DefinedCrowd: Helping companies mine, structure highly accurate data in AI applications

The Portuguese startup’s quality-controlling smart data platform is driving its exponential growth and major partnerships with the likes of IBM’s Watson Studio and Amazon

2018 has been a bumper year for Portuguese startup DefinedCrowd. In its third year of existence, it raised US$11.8 million in Series A funding from a group of major backers; launched its software as a service (SaaS) platform; opened its fourth office – its first in Asia – and embarked on two major collaborations, one with Amazon's Alexa Skills and, more recently, with IBM's Watson Studio.

The level to which it has managed to stand out from most other artificial intelligence (AI) startups – and for which it has been rewarded – is evident from its recent product integration with IBM’s Watson Studio.

The partnership with Watson Studio means that training data for two of the most in-demand workflows, namely image tagging and text sentiment analysis, is systematically sourced, structured and enriched in the same place, with users able to establish customizable data workflows via Watson Studio's user interface.

“Product integrations like this one with IBM are massive for expanding our product capabilities – always my number one priority,” the startup's founder and CEO Daniela Braga wrote in a blog post. "It’s crucial that these sorts of datasets are sourced and delivered with precision and accuracy. Earning a tech giant like IBM’s trust in handling such critical workflows is a real testament to our work so far.”

Customers turn investors

This collaboration came six months after DefinedCrowd became one of four official Alexa Skills partners – helping develop and test Alexa voice software applications, and shortly after the startup secured Series A funding led by VC Evolution Equity Partners together with Kibo Ventures, Mastercard and Portuguese electric utility Energias de Portugal. Earlier seed-round investors, like Amazon Alexa Fund and Sony, also upped their investment in the US$11.8 million round.

“DefinedCrowd’s SaaS platform has very quickly positioned the company as an innovative leader to solve AI/ML’s global most pressing problem: the need for continuous access to highly accurate data,” said Evolution Equity Partners Founder and Managing Partner Dennis Smith.

Braga was inspired to start DefinedCrowd in 2015 after facing this problem for 15 years, during which time she became one of the most sought-after data scientists in the field of AI and natural language processing (NLP).

An arts graduate in linguistics, she had come across a job posting by the University of Porto’s engineering department in 2000 for a linguist to help create the world’s first Portuguese text-to-speech system.
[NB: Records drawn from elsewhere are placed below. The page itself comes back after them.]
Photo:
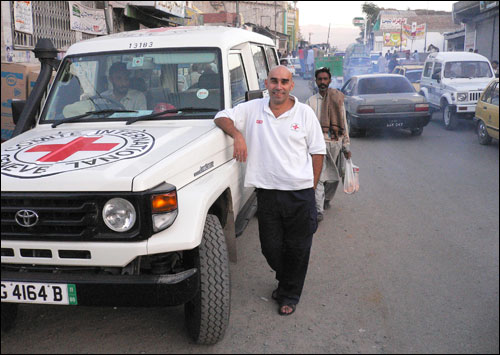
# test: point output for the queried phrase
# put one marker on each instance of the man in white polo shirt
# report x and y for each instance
(284, 159)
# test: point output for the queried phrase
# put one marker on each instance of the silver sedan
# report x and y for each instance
(384, 101)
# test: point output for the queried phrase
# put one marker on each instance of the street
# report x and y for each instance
(409, 264)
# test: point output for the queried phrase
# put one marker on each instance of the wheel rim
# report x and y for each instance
(482, 130)
(447, 115)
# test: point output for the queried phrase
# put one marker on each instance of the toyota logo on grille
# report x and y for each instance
(26, 218)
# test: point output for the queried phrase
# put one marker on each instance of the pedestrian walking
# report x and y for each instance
(284, 149)
(302, 60)
(310, 62)
(494, 65)
(328, 105)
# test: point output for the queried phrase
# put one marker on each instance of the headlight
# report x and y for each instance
(119, 215)
(164, 208)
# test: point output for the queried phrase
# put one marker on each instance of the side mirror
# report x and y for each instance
(437, 76)
(17, 109)
(254, 94)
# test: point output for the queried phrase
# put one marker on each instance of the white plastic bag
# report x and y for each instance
(351, 180)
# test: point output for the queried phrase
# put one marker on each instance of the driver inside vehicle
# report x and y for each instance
(120, 97)
(130, 99)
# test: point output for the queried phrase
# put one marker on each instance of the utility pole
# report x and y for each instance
(328, 38)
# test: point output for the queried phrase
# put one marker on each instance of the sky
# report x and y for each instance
(315, 16)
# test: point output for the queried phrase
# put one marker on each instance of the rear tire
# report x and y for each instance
(207, 315)
(449, 118)
(354, 132)
(417, 131)
(482, 133)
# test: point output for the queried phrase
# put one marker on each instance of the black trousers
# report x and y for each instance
(287, 222)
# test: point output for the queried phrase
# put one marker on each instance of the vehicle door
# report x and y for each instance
(261, 66)
(437, 82)
(239, 86)
(348, 91)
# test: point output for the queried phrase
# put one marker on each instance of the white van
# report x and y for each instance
(452, 82)
(125, 192)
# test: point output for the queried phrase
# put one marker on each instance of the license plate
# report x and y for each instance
(42, 293)
(394, 124)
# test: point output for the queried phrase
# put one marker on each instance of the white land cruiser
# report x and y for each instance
(453, 82)
(125, 192)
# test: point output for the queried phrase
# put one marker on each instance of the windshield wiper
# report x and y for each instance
(107, 113)
(175, 110)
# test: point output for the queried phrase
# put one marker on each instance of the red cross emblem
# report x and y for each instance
(60, 152)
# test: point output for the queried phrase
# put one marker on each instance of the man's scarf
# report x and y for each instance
(331, 113)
As it turned out, she was the only person who applied for the role and the rest, as they say, is history. Braga went on to acquire a decade’s worth of experience developing NLP technologies for the likes of Microsoft and Voicebox Technologies.
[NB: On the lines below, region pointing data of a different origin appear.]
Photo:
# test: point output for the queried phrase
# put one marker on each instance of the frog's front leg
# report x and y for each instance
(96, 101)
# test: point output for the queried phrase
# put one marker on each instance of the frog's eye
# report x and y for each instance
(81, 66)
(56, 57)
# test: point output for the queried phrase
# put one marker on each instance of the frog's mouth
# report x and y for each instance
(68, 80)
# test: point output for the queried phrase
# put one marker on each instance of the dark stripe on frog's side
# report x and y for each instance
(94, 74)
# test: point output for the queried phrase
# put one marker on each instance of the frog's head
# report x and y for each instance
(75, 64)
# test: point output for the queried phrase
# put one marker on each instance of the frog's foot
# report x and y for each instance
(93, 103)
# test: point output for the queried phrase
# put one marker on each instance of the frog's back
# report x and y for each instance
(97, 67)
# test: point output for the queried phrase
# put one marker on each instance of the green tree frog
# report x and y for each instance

Her experience in the field gave her a profound understanding of the "bad data" problem that often besets scientists like herself – the dagger in the heart of up to 40% of business initiatives. According to the Harvard Business Review, data cleansing and preparation account for the lion’s share of production costs when undertaking data analytics projects. If data is not mined to suitable standards in the first instance, scientists have to spend a disproportionate amount of time sorting low-quality data from usable material, preventing them from putting their resources and skills to better use – namely doing the jobs they were actually hired to do.

Born of bad data

“If you use bad data, then you get garbage out of the [AI] model. We are solving these pain points, which were my own pain points when I started my career as a data scientist,” said Braga.
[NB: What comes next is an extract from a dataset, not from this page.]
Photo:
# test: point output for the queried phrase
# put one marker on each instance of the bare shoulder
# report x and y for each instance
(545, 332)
With this in mind, she founded DefinedCrowd in August 2015 with her friend, Amy Du (who has since left the company to start a new venture), combining NLP, voice recognition and computational imagery to enhance the deep-learning capabilities of AI systems.

“As natural user interfaces continue to evolve, we believe that voice will become the primary input and response mechanism for all human-computer interactions,” said Du.

Even though the market appears to be crowded with voice-recognition technologies, Braga is adamant that an effective model goes beyond merely recognizing speech patterns. “There’s contextual information, accents, background noise, then you need to detect intent,” she explained. “There’s many different ways of saying, ‘Find me a Starbucks’.”

It seems a herculean task, but the solution might be far simpler than we think. The secret, Braga believes, has less to do with creating a flawlessly automated super-computer and more about rerouting a human touch back into AI.

DefinedCrowd routinely solicits voice recordings from native speakers of some 46 languages, allowing its AI language program to constantly expand on the depth and breadth of its deep learning model. The startup has an online platform called Neevo that pays people from all over the world to complete a variety of different language tasks remotely.

Currently, more than 45,000 people contribute via Neevo, and more than half a million pieces of data are processed daily – a major unique selling proposition for DefinedCrowd as multiple-language offers in sector-specific, customized datasets are a major challenge to create.

The best data, then, is good data that is continuously refined. It is attuned not only to changes that occur within a single company or industry but also in the world around us – from the addition of a new subway line to the latest celebrity gossip.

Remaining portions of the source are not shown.